Since I just started I can't comment so here it is.
if (String.IsNullOrEmpty(myString.Trim()))
Trim() call will fail if myString is null since you can't call methods in a object that is null (NullReferenceException).
So the correct syntax would be something like this:
if (!String.IsNullOrEmpty(myString))
{
string trimmedString = myString.Trim();
//do the rest of you code
}
else
{
//string is null or empty, don't bother processing it
}
Checking the length of a string for being zero is the most efficient way to test for an empty string, so I would say number 1:
if (myString.Trim().Length == 0)
The only way to optimize this further might be to avoid trimming by using a compiled regular expression (Edit: this is actually much slower than using Trim().Length).

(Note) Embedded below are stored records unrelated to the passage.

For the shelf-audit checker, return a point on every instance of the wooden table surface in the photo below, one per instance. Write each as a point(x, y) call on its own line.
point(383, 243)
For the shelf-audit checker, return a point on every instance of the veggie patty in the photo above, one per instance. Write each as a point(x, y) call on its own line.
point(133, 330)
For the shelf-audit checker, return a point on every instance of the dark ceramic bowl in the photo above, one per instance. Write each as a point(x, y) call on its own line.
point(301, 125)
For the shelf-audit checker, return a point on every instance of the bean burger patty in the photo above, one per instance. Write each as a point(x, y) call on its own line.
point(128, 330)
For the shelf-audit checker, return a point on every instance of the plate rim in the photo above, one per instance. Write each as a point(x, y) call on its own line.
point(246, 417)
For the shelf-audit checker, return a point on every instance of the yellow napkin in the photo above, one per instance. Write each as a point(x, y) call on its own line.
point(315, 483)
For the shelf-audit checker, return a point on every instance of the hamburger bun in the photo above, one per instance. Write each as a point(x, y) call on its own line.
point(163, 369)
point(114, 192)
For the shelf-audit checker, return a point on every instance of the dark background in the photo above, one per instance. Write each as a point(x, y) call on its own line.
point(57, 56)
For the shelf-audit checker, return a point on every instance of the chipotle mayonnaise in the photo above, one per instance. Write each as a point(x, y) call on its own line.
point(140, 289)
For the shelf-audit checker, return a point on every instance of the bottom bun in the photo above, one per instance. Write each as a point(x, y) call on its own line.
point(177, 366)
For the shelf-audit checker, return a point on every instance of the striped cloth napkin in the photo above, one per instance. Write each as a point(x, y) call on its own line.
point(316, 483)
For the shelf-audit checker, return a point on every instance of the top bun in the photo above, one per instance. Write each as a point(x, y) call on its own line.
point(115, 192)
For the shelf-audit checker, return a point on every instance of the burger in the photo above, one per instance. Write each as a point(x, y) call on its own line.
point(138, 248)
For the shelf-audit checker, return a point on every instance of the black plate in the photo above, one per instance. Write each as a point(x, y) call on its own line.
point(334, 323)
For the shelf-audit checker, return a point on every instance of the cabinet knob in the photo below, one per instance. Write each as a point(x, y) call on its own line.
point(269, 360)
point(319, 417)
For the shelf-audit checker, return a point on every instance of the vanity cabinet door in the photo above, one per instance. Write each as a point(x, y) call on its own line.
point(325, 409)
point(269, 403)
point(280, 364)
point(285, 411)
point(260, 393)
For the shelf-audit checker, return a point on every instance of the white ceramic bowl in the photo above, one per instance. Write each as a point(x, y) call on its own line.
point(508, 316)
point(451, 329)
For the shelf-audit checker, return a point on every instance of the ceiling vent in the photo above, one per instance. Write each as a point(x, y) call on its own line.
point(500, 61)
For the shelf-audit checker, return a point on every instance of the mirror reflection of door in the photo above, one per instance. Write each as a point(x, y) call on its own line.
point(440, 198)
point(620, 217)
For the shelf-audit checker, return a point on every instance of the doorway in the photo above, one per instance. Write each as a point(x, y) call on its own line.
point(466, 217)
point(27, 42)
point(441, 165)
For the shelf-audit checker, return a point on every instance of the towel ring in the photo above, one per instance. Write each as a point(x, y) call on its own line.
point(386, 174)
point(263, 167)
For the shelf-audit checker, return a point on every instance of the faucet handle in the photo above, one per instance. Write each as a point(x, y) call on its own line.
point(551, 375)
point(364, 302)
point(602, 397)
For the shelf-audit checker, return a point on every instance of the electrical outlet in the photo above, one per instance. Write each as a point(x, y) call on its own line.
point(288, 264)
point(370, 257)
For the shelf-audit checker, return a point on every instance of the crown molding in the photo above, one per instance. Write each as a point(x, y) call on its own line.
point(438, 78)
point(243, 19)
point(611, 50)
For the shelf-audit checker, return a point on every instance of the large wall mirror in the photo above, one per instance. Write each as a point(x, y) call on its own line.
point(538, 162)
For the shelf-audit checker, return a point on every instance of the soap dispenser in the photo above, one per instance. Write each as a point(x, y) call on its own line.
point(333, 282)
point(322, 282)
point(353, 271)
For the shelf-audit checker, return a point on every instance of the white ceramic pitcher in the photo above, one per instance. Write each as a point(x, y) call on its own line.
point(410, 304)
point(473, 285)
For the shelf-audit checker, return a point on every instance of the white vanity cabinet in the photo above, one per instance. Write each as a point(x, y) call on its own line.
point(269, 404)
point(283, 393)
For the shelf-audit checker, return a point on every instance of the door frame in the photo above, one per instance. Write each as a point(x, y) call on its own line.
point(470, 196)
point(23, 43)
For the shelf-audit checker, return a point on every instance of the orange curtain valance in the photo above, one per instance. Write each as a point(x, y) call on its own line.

Edit: The suggestion to use Length came from a FxCop guideline. I've also just tested it: it's 2-3 times faster than comparing to an empty string. However both approaches are still extremely fast (we're talking nanoseconds) - so it hardly matters which one you use. Trimming is so much more of a bottleneck it's hundreds of times slower than the actual comparison at the end.